Policy | Constant | Description |
Database | DATABASE | This exception policy will handle all database related exceptions. It will be used with all database calls. |
FileSystem | FILE_SYSTEM | This policy will handle Input Output operations exception. It will be used with all references to file system object (e.g. finding XSL file, saving log, etc.) |
WebService | WEB_SERVICE | This policy will handle all exceptions triggered from a web service call (authentication issue, timeout, invalid xml, etc.). It will be used with all calls to external services. |
UIReport | USER_INTERFACE_REPORT | To handle User Interface layer exceptions. It will report error to user. (after replacing it by a meaningful error or standard error) |
UISupress | USER_INTERFACE_SUPRESS | This policy also will handle user interface layer errors. It won’t report error to user, instead it will suppress error and resume (or retry) operation. |
Default | DEFAULT | This policy will be the default policy which will be used by the system when no policy is specified. |
Table 4: Exceptions Policies
All exceptions should be handled in a way similar to the image below.
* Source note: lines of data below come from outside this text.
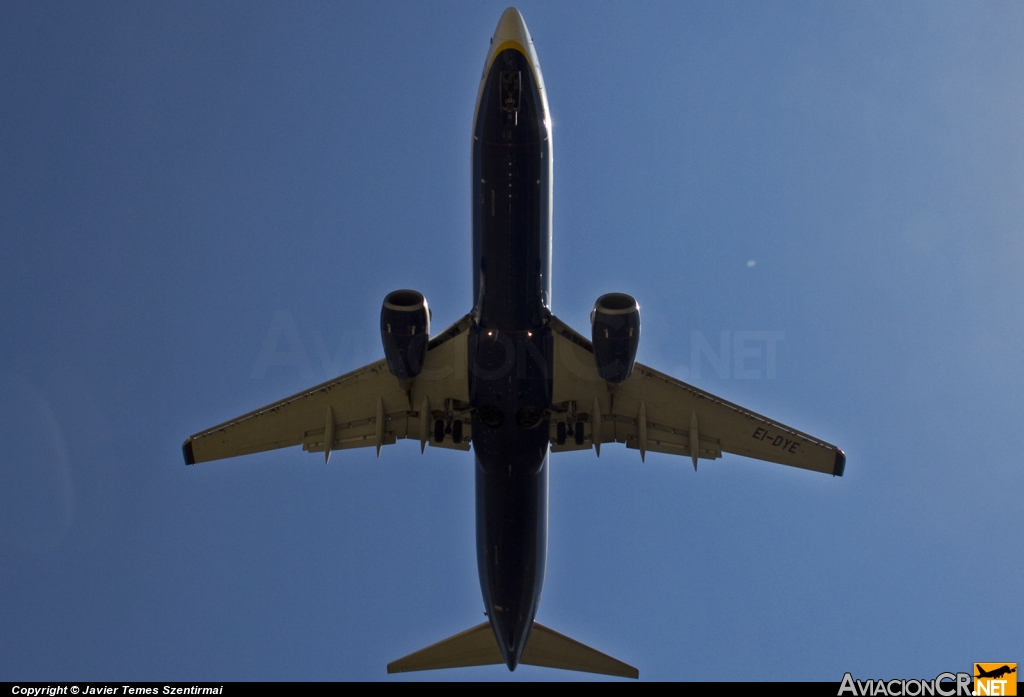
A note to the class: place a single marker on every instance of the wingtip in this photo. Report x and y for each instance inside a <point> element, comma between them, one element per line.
<point>840,466</point>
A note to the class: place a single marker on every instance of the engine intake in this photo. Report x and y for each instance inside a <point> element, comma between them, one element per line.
<point>615,332</point>
<point>406,332</point>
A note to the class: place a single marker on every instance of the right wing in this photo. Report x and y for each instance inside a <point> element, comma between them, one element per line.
<point>366,407</point>
<point>654,411</point>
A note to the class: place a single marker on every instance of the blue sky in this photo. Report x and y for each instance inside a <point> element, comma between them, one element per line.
<point>180,181</point>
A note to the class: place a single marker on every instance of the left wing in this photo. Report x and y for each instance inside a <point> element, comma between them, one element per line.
<point>654,411</point>
<point>366,407</point>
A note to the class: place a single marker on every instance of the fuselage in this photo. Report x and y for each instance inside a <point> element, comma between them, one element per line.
<point>510,346</point>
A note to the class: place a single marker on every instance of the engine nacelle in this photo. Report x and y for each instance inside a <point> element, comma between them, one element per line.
<point>406,332</point>
<point>615,332</point>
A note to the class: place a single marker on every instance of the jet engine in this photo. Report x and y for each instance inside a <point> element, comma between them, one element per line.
<point>404,331</point>
<point>615,332</point>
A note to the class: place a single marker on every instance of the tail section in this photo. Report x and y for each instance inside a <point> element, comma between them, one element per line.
<point>544,647</point>
<point>552,650</point>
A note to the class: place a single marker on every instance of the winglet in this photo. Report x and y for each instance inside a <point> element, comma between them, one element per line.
<point>840,466</point>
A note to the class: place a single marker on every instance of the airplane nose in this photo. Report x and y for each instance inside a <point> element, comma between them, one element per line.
<point>512,28</point>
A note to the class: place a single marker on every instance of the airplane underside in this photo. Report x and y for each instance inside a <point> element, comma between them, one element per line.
<point>513,382</point>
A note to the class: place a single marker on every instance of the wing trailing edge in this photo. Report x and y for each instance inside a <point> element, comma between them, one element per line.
<point>545,648</point>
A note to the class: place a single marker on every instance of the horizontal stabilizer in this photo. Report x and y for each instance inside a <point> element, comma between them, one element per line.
<point>545,648</point>
<point>472,647</point>
<point>549,649</point>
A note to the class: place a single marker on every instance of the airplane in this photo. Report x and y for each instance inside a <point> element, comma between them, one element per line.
<point>514,383</point>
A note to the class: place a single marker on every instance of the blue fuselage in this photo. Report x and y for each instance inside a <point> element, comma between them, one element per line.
<point>510,345</point>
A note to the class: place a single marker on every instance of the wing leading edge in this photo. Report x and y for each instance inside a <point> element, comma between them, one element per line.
<point>656,412</point>
<point>364,408</point>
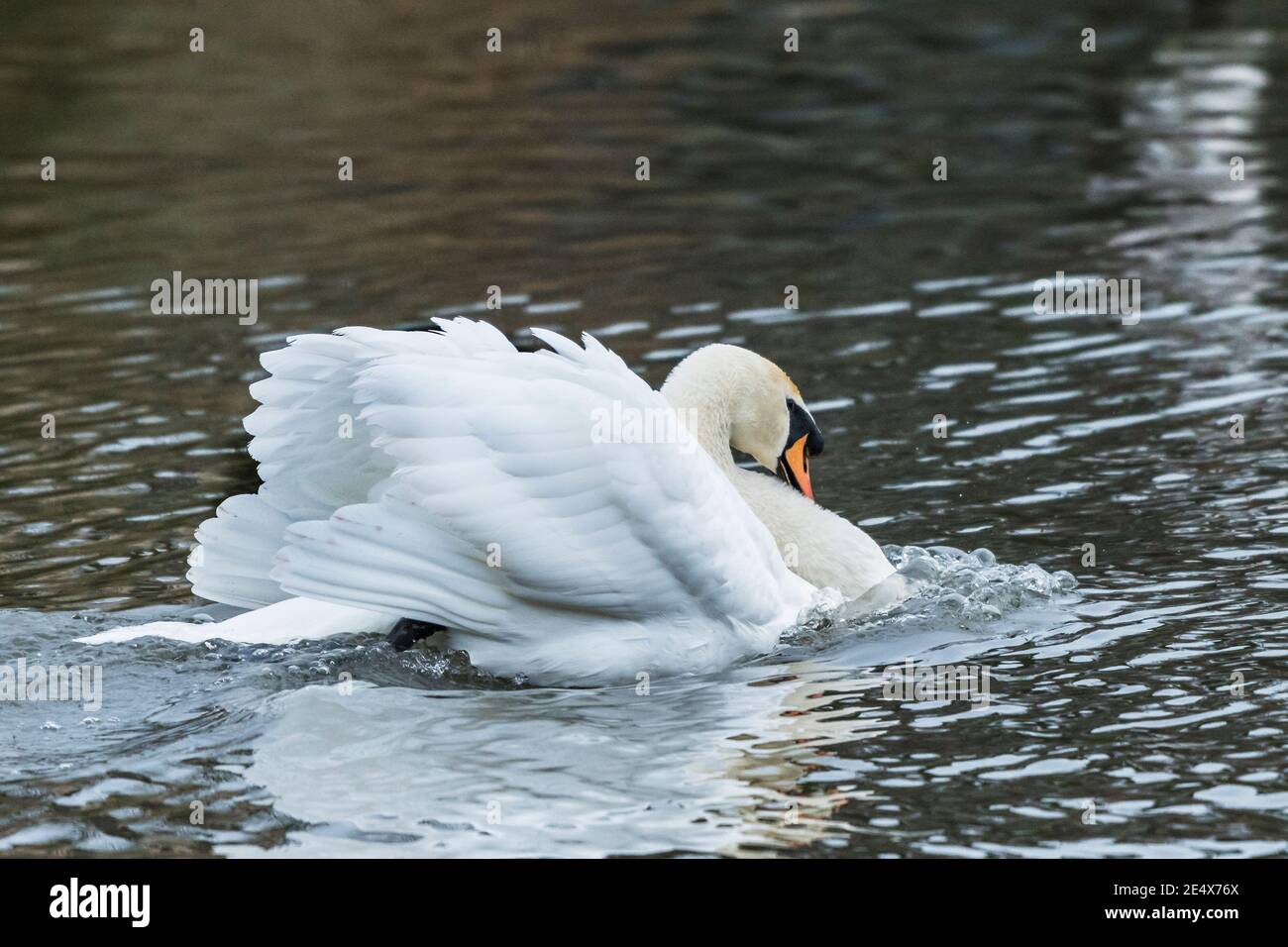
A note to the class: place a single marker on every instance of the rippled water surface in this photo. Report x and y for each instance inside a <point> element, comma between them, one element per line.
<point>1136,710</point>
Figure 45: Exception Handling code
1.3.2 Generic Best Practices
Proper usage exception handling is a key of delivering high quality solutions, here is a list of generic best practices that could apply to any .Net projects:
· Never use exception handling to control application flow
· Design proper exception handling policies by leveraging MS Enterprise Library (the MS EntLib only provides framework, it cannot replace an architect to design proper policies that is suitable for the solution).
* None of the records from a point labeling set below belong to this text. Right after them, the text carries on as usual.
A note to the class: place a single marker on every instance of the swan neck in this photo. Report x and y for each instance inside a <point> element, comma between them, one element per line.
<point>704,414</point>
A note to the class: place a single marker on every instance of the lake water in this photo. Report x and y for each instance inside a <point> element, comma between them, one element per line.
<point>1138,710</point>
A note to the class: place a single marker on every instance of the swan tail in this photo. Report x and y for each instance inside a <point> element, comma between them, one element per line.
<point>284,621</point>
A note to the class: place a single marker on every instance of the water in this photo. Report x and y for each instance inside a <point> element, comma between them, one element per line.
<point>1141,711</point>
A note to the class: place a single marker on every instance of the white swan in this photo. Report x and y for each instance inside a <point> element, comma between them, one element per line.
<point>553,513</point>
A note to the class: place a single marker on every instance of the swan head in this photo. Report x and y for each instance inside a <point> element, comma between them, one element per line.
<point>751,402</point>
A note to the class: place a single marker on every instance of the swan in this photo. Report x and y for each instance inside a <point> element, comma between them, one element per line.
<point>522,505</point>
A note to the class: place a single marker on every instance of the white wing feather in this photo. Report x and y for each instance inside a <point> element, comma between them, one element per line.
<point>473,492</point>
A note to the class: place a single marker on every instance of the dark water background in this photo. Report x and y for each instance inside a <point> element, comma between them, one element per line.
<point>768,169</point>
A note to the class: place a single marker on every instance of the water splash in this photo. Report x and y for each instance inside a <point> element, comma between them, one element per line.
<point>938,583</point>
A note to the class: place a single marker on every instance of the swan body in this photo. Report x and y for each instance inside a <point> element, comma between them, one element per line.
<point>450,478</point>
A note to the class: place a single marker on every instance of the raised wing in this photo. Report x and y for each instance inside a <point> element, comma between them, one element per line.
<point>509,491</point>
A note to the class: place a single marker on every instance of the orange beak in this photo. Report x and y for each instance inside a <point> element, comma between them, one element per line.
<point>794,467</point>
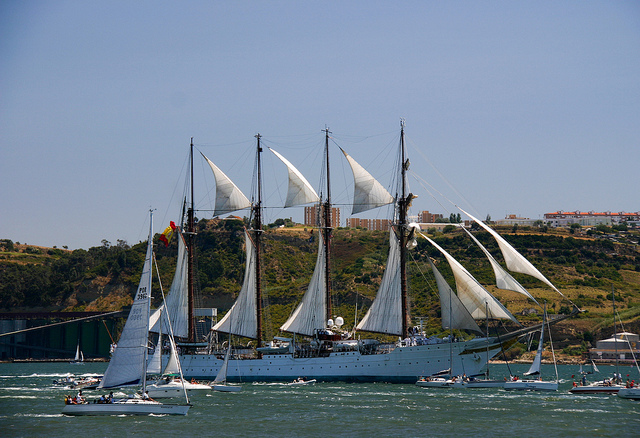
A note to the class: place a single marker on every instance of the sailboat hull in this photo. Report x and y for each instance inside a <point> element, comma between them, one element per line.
<point>403,364</point>
<point>175,389</point>
<point>530,385</point>
<point>125,407</point>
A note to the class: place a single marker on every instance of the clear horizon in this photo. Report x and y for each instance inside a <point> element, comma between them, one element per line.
<point>510,108</point>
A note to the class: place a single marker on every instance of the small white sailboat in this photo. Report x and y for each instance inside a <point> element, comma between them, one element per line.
<point>128,363</point>
<point>220,382</point>
<point>79,359</point>
<point>301,381</point>
<point>605,386</point>
<point>534,384</point>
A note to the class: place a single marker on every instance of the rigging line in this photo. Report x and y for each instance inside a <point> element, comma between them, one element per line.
<point>433,290</point>
<point>553,353</point>
<point>414,146</point>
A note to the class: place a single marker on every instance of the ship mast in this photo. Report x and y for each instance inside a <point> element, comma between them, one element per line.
<point>327,233</point>
<point>257,234</point>
<point>403,206</point>
<point>190,247</point>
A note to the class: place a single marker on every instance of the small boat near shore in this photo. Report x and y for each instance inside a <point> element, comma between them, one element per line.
<point>129,360</point>
<point>630,393</point>
<point>302,381</point>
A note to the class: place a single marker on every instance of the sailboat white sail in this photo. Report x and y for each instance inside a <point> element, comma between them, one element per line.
<point>535,370</point>
<point>385,313</point>
<point>300,192</point>
<point>128,362</point>
<point>176,305</point>
<point>228,196</point>
<point>514,260</point>
<point>241,319</point>
<point>368,192</point>
<point>473,295</point>
<point>504,280</point>
<point>453,313</point>
<point>220,382</point>
<point>310,313</point>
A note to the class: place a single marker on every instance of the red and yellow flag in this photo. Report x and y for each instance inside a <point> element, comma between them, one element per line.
<point>167,233</point>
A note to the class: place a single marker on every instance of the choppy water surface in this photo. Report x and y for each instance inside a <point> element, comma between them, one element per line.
<point>30,405</point>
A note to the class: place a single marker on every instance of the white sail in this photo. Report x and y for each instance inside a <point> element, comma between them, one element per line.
<point>228,196</point>
<point>79,356</point>
<point>504,280</point>
<point>368,192</point>
<point>300,191</point>
<point>241,319</point>
<point>127,365</point>
<point>475,298</point>
<point>155,363</point>
<point>454,314</point>
<point>177,300</point>
<point>537,361</point>
<point>385,313</point>
<point>310,313</point>
<point>514,260</point>
<point>221,377</point>
<point>173,366</point>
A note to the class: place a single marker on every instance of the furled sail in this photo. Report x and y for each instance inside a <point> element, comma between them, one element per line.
<point>300,191</point>
<point>504,280</point>
<point>155,363</point>
<point>177,304</point>
<point>535,365</point>
<point>221,377</point>
<point>368,192</point>
<point>454,314</point>
<point>228,196</point>
<point>173,366</point>
<point>241,319</point>
<point>127,365</point>
<point>514,260</point>
<point>475,298</point>
<point>385,313</point>
<point>310,313</point>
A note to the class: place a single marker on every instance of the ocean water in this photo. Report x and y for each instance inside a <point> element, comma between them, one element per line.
<point>30,405</point>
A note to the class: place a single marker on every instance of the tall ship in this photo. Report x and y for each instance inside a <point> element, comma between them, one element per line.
<point>314,344</point>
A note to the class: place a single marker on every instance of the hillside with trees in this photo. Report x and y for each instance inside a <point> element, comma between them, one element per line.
<point>586,267</point>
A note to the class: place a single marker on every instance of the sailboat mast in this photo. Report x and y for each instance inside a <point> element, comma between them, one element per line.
<point>190,246</point>
<point>615,334</point>
<point>327,233</point>
<point>403,205</point>
<point>257,229</point>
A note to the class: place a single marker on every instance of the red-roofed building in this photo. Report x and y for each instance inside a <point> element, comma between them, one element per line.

· Use structure exception handling rather than using returned error codes.
· Only cache exceptions when required cache and do nothing but just re-throw hurts performances and do not swallow exceptions.
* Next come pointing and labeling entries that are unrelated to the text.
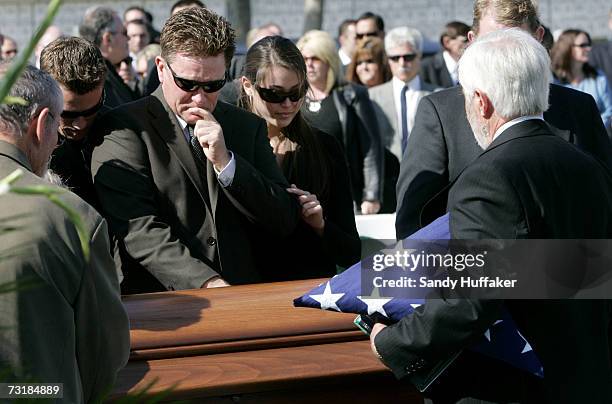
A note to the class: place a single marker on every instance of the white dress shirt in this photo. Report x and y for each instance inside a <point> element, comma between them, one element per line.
<point>412,100</point>
<point>451,66</point>
<point>344,58</point>
<point>225,176</point>
<point>516,121</point>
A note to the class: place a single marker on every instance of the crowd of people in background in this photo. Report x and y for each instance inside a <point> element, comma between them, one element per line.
<point>213,168</point>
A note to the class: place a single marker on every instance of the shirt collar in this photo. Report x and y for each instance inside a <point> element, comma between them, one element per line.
<point>414,84</point>
<point>516,121</point>
<point>181,122</point>
<point>451,64</point>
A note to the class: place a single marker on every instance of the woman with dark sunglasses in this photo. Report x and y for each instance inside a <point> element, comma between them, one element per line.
<point>571,68</point>
<point>369,66</point>
<point>344,110</point>
<point>273,86</point>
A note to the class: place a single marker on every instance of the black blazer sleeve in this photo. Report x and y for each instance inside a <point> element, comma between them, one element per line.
<point>340,237</point>
<point>128,196</point>
<point>373,161</point>
<point>423,169</point>
<point>483,205</point>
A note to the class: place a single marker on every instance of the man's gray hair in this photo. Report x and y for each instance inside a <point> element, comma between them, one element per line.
<point>511,68</point>
<point>97,21</point>
<point>38,90</point>
<point>401,36</point>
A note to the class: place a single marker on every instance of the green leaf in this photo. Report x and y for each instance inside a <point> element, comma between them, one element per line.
<point>14,100</point>
<point>12,177</point>
<point>22,58</point>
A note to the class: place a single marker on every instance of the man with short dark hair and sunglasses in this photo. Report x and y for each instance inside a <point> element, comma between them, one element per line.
<point>79,68</point>
<point>185,181</point>
<point>103,27</point>
<point>396,101</point>
<point>369,24</point>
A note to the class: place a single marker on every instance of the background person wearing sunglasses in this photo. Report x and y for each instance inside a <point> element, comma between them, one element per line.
<point>369,25</point>
<point>441,68</point>
<point>274,86</point>
<point>571,68</point>
<point>188,183</point>
<point>345,111</point>
<point>78,67</point>
<point>103,27</point>
<point>396,101</point>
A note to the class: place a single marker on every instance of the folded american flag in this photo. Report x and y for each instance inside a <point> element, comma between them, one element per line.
<point>343,293</point>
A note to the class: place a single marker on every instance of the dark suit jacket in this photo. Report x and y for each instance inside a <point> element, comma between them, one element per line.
<point>69,326</point>
<point>72,162</point>
<point>434,71</point>
<point>601,58</point>
<point>305,254</point>
<point>172,218</point>
<point>527,184</point>
<point>441,145</point>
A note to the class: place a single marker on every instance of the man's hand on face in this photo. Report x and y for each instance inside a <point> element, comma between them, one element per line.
<point>210,135</point>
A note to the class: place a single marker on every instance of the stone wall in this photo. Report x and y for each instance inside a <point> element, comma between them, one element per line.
<point>19,17</point>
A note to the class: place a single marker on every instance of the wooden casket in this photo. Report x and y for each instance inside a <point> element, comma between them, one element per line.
<point>248,344</point>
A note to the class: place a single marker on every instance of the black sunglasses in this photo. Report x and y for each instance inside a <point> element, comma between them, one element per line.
<point>192,85</point>
<point>128,61</point>
<point>277,97</point>
<point>366,34</point>
<point>408,57</point>
<point>70,115</point>
<point>366,61</point>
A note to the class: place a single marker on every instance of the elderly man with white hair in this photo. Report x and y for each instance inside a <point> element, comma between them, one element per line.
<point>396,101</point>
<point>441,143</point>
<point>64,322</point>
<point>527,183</point>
· When handling exceptions, avoid produce more exceptions.
· Use finally block to release any resources that used.
· Reduce usage of Server.Transfer, Response.End, Response.Redirect(url, true). In those cases, ThreadAbortException will be thrown out. Use Response.Redirect(url, false) if you have to use them or JavaScript.
1.3.3 ASP.NET Exception Handling Approach
ASP.NET application have multiple layers to handle unhandled exceptions that propagate from backend layers.
Developers shall always handle exceptions according exception handling policies within different components, the approach described here is for unhandled exceptions.
1.3.3.1 Application
There are two ways to handle exceptions within web application level: using web.config and Application_Error event handler.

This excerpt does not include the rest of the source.